Vortex Shedding and Flow-Induced Vibration of Two Cylinders in Tandem

This paper presents a study of the interaction between a fluid flow and two cylinders in a tandem arrangement. The cylinders are identical in size and either rigidly mounted, or elastically mounted but restricted to one degree of freedom in the cross-flow direction. The Reynolds number is Re = UD/v = 200 where U is the freestream velocity, D is the cylinder diameter and v is the kinematic viscosity. The sharp interface immersed boundary method is used to conduct two-dimensional simulations of the interaction between fluid and the two structures as a function of elasticity level quantified by the reduced velocity (U* = U / f(N) . D) where f(N) is the natural structural frequency of each cylinder in vacuo, and pitch p which is the streamwise distance between the centres of the two cylinders.
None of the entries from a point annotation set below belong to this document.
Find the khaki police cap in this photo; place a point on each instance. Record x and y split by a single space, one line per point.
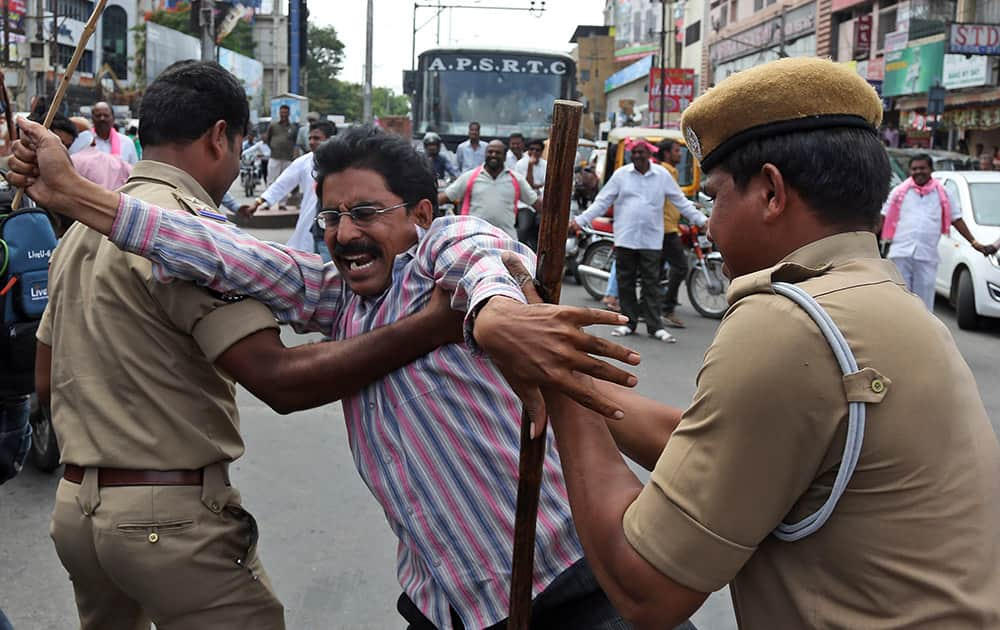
784 96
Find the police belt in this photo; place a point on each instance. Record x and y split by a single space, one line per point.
112 477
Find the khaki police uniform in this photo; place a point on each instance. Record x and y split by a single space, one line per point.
914 540
145 520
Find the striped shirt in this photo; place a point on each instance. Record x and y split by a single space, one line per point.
437 441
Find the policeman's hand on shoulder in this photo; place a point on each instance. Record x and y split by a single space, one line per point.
40 164
448 322
542 346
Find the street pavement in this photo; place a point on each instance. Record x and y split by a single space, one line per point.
324 541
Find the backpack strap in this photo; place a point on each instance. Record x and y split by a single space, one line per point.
467 197
517 188
790 532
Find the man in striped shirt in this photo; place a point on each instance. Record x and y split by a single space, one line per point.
437 441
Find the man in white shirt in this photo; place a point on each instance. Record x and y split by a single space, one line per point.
914 217
300 174
532 168
491 192
638 191
516 150
472 152
106 139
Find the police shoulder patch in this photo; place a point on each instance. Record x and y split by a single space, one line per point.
199 208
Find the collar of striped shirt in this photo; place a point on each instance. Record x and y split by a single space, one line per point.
437 442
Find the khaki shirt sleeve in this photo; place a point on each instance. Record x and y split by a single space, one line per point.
215 324
769 400
44 332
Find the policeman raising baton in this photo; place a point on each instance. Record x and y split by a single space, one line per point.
739 478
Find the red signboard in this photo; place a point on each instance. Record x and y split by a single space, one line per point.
863 36
679 89
840 5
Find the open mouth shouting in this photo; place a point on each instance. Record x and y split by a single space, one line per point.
358 261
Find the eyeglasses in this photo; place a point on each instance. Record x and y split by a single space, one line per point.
362 215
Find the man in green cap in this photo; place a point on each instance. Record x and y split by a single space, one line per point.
830 481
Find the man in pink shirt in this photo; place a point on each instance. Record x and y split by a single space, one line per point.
104 169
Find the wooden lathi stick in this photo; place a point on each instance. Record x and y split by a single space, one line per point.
81 46
548 274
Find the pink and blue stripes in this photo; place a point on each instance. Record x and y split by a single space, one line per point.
436 441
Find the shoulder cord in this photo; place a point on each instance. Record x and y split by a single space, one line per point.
790 532
5 258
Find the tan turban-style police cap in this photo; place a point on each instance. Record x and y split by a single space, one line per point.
784 96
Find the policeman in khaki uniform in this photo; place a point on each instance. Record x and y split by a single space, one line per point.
145 519
141 376
827 493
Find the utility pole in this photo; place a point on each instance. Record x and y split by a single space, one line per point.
663 61
367 89
207 22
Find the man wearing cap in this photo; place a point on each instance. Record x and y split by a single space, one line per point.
909 533
638 191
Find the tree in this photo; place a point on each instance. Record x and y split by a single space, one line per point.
324 63
330 95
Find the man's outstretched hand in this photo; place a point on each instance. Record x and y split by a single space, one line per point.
542 345
40 164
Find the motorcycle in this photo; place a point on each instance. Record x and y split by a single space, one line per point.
706 283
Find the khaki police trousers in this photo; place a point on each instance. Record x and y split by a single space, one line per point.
183 557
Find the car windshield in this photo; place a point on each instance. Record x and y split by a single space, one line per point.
985 202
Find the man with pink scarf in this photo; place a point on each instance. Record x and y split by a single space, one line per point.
914 217
106 139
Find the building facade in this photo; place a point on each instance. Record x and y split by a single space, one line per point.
742 34
901 47
595 62
638 25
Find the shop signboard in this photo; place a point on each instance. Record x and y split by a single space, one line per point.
974 39
863 36
876 70
896 40
679 89
965 71
914 69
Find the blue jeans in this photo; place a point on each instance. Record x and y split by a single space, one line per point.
15 438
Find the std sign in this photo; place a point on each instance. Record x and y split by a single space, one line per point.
974 39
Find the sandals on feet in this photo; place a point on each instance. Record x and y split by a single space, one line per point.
663 336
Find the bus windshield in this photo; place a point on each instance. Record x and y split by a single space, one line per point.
503 92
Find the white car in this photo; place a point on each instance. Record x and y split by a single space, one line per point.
969 280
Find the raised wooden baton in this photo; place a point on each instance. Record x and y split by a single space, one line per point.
548 274
81 46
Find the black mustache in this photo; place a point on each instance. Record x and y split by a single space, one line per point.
355 248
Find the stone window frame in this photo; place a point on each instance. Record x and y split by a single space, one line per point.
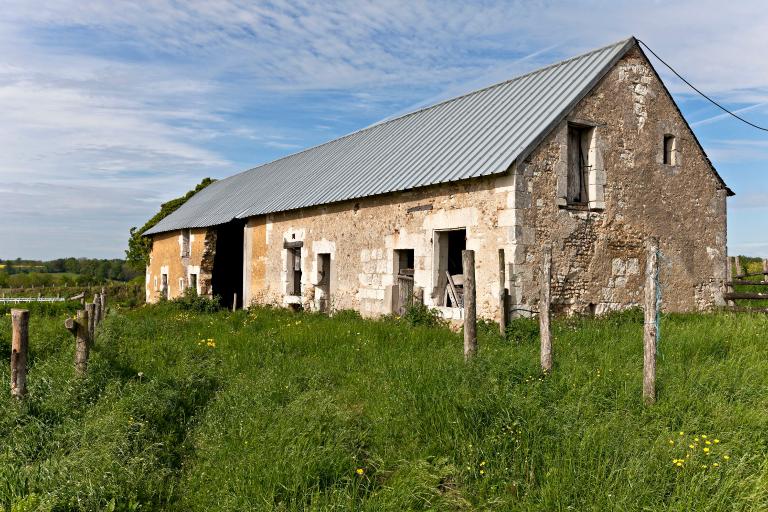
596 177
670 153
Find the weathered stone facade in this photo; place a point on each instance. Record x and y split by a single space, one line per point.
168 259
598 246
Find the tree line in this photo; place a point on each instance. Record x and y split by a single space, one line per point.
21 273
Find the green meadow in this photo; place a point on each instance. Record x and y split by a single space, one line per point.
274 410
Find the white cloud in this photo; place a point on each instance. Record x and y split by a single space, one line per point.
135 101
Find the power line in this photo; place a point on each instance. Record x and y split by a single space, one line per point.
701 93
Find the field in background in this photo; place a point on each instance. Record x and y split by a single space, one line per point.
273 410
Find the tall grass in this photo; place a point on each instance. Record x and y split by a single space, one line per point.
273 410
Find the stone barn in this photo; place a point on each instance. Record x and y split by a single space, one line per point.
590 155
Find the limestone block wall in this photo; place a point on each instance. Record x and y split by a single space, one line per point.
598 255
361 238
166 258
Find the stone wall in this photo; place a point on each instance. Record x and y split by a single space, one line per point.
166 258
598 249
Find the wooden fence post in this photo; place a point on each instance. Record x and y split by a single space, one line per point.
91 310
544 299
96 318
19 348
651 315
470 307
79 327
502 294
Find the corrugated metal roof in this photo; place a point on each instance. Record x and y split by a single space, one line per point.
477 134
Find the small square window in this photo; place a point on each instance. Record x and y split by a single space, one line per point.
670 148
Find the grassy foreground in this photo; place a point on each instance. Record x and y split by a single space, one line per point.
272 410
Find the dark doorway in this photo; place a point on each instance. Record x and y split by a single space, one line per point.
449 278
227 277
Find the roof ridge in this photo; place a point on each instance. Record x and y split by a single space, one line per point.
439 103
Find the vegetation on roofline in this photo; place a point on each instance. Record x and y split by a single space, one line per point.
139 246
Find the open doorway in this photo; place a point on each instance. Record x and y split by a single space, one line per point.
450 274
227 279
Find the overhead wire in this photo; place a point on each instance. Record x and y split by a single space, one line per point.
701 93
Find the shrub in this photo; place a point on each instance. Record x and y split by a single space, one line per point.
191 301
523 330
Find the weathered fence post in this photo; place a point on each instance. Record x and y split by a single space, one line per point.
96 319
91 310
79 327
544 299
502 294
19 348
470 307
651 316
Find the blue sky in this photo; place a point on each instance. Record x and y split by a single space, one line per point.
109 108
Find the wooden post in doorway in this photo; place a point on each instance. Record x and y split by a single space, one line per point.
502 295
470 308
19 349
651 316
544 299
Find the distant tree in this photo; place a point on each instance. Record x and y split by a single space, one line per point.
139 246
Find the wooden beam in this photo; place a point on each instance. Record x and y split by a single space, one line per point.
19 350
651 315
746 295
502 294
544 299
470 309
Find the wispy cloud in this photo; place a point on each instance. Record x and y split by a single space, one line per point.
131 103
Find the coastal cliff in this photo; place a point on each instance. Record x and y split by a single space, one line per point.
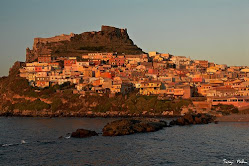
18 98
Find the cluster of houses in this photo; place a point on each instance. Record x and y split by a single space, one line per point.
154 73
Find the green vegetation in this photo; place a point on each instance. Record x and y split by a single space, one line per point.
137 104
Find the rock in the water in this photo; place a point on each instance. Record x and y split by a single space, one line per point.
82 133
131 126
189 119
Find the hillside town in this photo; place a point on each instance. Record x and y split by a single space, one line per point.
158 74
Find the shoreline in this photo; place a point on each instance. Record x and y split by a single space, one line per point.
233 118
85 115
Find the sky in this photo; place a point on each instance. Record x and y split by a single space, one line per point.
213 30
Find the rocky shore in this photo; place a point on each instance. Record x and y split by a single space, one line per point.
91 114
234 118
132 126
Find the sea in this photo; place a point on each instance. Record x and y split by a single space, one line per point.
46 141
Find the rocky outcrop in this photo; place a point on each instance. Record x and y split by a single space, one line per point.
83 133
190 119
131 126
109 39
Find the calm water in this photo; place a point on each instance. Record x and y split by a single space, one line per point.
188 145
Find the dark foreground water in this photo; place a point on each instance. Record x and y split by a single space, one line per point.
34 141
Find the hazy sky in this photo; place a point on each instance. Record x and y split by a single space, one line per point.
214 30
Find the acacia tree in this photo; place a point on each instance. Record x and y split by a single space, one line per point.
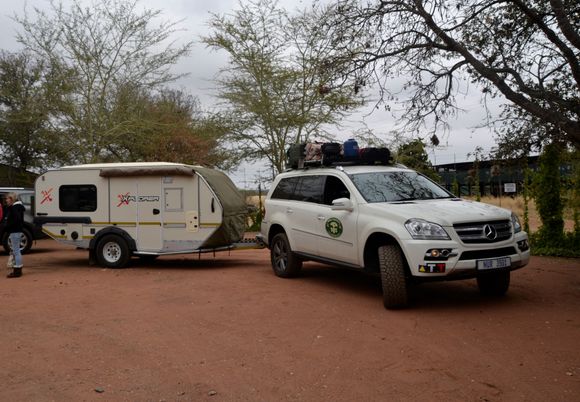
167 126
276 87
108 44
413 155
33 101
524 51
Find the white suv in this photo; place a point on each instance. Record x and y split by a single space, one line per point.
393 221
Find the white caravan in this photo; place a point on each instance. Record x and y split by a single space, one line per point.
116 210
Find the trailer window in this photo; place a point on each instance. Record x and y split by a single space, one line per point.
78 198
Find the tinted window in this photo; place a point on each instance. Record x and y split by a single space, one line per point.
334 189
285 188
397 186
310 189
78 198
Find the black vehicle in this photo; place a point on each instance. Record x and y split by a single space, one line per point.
31 231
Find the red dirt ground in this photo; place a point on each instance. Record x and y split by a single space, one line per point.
224 328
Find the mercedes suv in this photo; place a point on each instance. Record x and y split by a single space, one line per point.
392 221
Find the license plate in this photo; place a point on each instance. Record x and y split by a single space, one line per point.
495 263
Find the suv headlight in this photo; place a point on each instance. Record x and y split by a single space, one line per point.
423 230
516 223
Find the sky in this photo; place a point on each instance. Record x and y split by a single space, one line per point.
203 64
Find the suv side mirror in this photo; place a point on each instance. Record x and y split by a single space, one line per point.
342 204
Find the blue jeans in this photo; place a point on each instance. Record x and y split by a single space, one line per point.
15 246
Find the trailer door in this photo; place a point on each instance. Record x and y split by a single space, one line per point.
181 230
136 208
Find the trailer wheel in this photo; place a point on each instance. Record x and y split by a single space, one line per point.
25 242
112 252
395 286
285 263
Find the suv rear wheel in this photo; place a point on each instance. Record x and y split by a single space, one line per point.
395 286
25 242
285 263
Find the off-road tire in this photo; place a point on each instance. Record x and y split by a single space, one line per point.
112 252
285 263
393 279
25 243
494 283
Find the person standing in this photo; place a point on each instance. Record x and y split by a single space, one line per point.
14 227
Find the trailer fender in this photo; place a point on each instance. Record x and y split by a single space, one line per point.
112 230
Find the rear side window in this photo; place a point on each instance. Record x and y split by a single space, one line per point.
305 188
285 188
310 189
77 198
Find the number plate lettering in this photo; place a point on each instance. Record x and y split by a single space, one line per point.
495 263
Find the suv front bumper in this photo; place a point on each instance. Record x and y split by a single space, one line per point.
462 260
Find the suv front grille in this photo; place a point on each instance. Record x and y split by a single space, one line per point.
484 232
493 253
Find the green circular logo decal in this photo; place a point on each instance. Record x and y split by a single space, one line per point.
334 227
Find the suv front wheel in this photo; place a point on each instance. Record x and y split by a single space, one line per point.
395 286
285 263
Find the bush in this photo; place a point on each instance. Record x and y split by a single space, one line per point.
569 245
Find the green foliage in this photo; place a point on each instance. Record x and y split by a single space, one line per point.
165 126
547 194
33 101
526 195
413 155
277 87
109 46
567 246
525 52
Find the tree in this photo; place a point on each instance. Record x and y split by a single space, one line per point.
413 155
167 126
277 87
33 101
524 51
109 45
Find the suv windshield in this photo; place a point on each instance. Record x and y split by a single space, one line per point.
397 186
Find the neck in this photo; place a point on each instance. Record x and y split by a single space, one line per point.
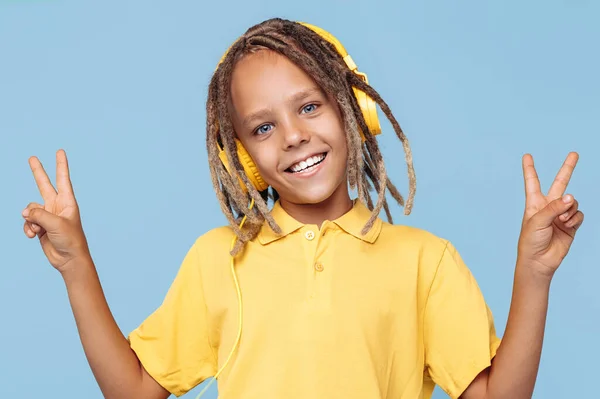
332 208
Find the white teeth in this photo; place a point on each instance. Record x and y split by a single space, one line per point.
310 161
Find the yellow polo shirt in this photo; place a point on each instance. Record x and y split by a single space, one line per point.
327 313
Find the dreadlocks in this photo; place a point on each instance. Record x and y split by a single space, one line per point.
320 60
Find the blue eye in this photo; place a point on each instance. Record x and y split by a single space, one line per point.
264 129
309 108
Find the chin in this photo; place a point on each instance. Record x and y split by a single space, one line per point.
312 196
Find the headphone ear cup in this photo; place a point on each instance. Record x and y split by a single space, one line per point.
250 168
368 108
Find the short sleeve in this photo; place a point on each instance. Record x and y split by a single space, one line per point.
173 342
459 333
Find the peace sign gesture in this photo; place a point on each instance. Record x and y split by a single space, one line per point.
56 222
550 221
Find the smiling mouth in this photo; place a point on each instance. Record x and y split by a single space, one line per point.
308 164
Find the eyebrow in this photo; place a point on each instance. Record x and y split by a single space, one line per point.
299 96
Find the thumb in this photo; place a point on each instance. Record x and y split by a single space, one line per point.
43 218
554 209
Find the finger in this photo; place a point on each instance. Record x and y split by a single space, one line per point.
532 182
570 212
28 230
32 226
41 179
561 181
42 218
546 216
63 179
576 221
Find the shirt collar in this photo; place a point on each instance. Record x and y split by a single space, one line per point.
352 222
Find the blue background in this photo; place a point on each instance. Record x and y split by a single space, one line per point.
121 85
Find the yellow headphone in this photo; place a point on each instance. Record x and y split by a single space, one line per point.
367 106
369 111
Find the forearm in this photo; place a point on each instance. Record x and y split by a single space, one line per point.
515 367
114 365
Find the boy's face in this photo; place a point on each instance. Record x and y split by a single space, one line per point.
292 130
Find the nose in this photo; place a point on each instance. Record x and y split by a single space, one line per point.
294 135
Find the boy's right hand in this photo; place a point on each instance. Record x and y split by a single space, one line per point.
56 222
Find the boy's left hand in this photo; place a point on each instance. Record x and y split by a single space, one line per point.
550 221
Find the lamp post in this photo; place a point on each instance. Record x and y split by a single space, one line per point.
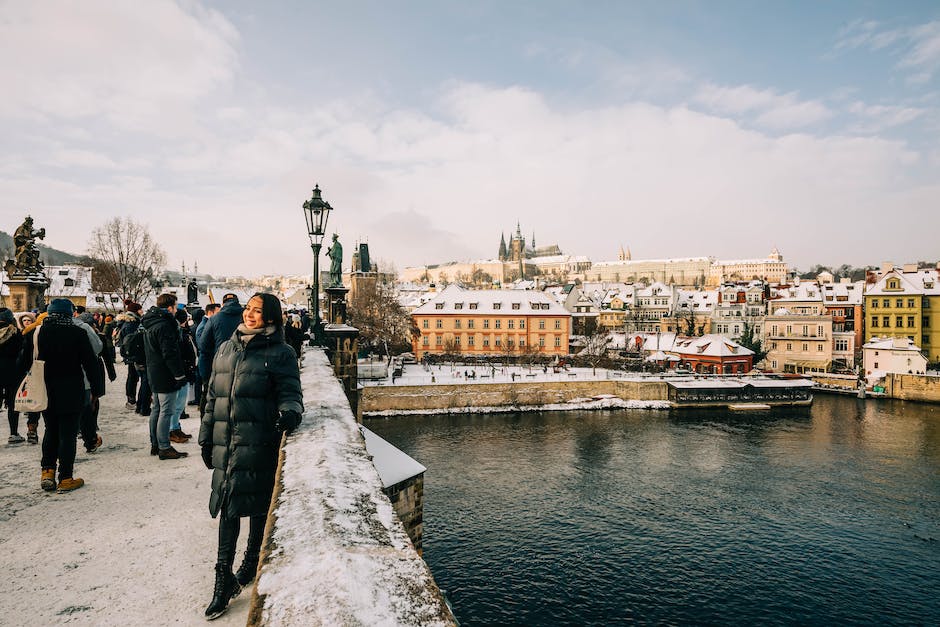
316 212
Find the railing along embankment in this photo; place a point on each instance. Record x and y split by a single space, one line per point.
335 553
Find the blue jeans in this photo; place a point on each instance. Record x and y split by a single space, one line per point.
164 404
181 395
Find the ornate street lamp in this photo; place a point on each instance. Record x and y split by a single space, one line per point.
316 212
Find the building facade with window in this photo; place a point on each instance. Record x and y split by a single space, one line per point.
905 303
798 342
491 322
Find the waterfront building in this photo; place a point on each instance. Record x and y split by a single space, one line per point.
771 269
491 322
798 342
899 355
905 303
712 353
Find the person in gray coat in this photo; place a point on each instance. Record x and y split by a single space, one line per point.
254 396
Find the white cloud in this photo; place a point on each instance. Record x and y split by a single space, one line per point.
139 65
767 108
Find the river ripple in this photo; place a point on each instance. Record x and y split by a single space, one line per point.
821 516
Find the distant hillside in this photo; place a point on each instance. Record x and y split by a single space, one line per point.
49 256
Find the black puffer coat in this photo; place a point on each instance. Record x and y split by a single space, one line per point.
249 386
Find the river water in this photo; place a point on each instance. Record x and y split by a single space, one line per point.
829 515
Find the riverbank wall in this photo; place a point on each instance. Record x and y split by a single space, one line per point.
913 387
420 398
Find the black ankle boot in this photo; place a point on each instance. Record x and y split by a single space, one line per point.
246 572
226 587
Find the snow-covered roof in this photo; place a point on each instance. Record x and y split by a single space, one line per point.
712 345
891 344
925 282
456 300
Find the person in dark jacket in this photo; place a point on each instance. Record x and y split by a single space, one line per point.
165 372
218 329
10 342
68 354
254 395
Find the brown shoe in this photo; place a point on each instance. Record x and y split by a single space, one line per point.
69 484
48 479
171 453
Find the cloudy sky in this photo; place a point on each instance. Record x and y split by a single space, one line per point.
675 129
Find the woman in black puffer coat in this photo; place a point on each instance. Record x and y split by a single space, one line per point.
253 396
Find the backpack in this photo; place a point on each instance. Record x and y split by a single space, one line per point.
133 347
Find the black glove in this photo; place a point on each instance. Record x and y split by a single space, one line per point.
287 421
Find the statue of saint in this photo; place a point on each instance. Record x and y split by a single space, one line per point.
335 253
26 258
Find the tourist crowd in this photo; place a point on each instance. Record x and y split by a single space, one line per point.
238 364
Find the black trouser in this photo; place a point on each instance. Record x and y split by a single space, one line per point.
228 537
8 394
58 442
130 387
89 421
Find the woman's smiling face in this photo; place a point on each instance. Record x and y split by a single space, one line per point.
252 315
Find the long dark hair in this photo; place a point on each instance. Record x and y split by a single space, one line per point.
270 309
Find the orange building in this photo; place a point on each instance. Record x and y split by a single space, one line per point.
491 322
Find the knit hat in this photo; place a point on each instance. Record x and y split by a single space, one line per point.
61 306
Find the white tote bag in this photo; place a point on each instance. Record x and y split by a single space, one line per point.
31 395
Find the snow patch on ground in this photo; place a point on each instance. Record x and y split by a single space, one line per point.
341 556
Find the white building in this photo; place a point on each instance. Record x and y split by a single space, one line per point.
892 354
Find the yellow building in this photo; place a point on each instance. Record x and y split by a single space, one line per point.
491 322
905 303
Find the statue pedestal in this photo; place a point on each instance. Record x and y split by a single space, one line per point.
26 291
336 304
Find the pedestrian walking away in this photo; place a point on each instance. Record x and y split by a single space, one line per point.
254 396
69 361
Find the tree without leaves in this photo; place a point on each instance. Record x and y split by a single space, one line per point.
127 257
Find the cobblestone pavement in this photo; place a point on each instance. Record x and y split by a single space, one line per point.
134 546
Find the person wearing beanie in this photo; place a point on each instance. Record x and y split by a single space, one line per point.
11 339
70 359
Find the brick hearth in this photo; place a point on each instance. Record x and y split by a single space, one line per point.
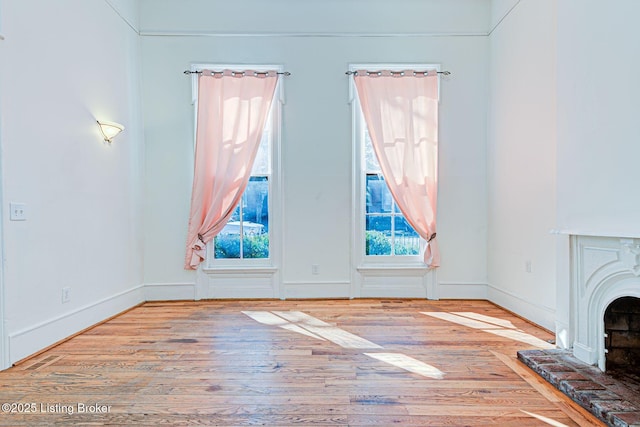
616 401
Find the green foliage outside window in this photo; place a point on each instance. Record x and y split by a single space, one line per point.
253 246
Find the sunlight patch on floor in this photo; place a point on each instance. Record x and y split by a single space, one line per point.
299 322
491 325
270 319
522 337
464 321
488 319
407 363
332 333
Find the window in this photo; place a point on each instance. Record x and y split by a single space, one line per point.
387 232
247 238
246 235
381 232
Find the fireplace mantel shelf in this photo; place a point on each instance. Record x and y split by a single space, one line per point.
596 233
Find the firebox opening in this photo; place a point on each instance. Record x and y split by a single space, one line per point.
622 337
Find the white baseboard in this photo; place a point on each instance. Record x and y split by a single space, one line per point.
169 291
34 338
316 290
536 313
453 290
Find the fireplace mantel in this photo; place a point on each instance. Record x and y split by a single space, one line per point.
603 269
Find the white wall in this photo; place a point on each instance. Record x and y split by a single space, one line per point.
63 65
315 17
598 110
522 161
317 164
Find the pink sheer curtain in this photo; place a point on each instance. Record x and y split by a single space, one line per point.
401 111
232 111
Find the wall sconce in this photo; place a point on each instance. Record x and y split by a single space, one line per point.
109 130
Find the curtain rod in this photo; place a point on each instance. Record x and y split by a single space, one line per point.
284 73
444 73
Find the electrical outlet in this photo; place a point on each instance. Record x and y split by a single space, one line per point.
17 212
66 294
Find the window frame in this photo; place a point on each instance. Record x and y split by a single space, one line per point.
359 177
275 185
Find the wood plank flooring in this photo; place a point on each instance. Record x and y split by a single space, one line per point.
285 363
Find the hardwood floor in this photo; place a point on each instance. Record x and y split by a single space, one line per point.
280 363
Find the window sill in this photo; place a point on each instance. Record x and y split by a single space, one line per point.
230 269
403 269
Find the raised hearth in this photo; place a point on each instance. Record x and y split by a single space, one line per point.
613 399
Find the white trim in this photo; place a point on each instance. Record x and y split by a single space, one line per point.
329 289
169 291
603 270
595 233
463 290
4 340
30 340
536 313
206 33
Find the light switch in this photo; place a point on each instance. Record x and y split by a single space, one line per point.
18 212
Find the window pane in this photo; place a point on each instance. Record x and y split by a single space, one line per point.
378 235
256 246
255 202
227 245
406 240
379 199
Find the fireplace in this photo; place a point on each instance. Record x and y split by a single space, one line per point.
605 295
622 337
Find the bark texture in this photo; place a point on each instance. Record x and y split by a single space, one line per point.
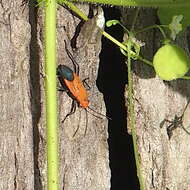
16 141
165 161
In the first stage, aerodynamic forces, frequency spectrum and amplitude of oscillation have been measured as a function of p for rigid cylinder system. The results showed that in the rigid two-cylinder system, there are four distinct regimes. In the second stage, a similar study with varying pitch but also with varying reduced velocity, U*, has been conducted for elastically mounted cylinders. It is found that for systems with very small p, the behaviour is highly nonlinear and the oscillation of both bodies exceeds that of a single isolated cylinder. Over a critical value of p the oscillation of the front cylinder is very similar to a single cylinder system and is therefore essentially independent of pitch. However, the rear cylinder behaviour is strongly dependent on the pitch. The rear cylinder can oscillate with an amplitude which is higher or lower than the amplitude of oscillation for a single cylinder depending on the U* value.